I’ll give you a comparison to the terrorism years. I’m not saying QAnon people are terrorists. But we had a similar sort of belief system which was called Islamism back in the mid-1990s to 2000s. This is where we got into that weird space in the global war on terror: Who is the enemy? Is it Al Qaeda? Or is it Islamism? Or is it all of Islam? What is it? We spent a lot of time at the Terrorism Research Center trying to understand, what is the distinguishing factor? And we wanted to only focus on those that were threatening or perpetrating violence. That’s where we wanted to be focused.

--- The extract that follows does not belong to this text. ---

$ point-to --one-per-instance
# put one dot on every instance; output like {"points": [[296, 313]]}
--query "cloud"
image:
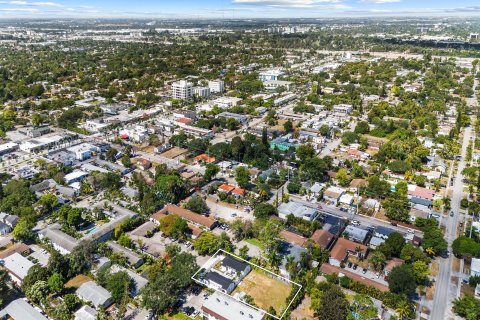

But if you look at any of these belief systems, there’s a spectrum, and it’s like a cone. The closer you get to the bottom of the cone or the funnel, the more intense, the smaller the number of people are, and the more extreme they tend to be. And so when if you were looking at the spectrum of it, you have enthusiasts in any belief system who are just there, and they somewhat identify with it but maybe don’t follow all the rituals. They don’t wear the clothes; they don’t buy the gear. Then you have believers. These are people that actually believe what’s there. They support it, and they’ll repeat it and they’re devoted to that movement, whatever it is. Then you have devotees, which are the ones that are committed to advancing this. These are the people you see on blogs and forums that are talking about it all the time. They’re out in the streets with the gear. They’re pushing it into your face. They’re trying to argue with it. And then there’s always a very small portion of any belief system that are extremists that are committed to violence. And they believe the only way they can advance what they’re doing is they have to take up arms, or they have to kill someone, or they have to get into physical confrontations with people.
It’s kind of like an iceberg. The more enthusiasts you have, then the believers sort of stack on top. And then the devotees are on top of that, and then the extremists are just this small percentage, but they become emblematic or representative of the entire belief system to a degree. That’s what we hear about in the news.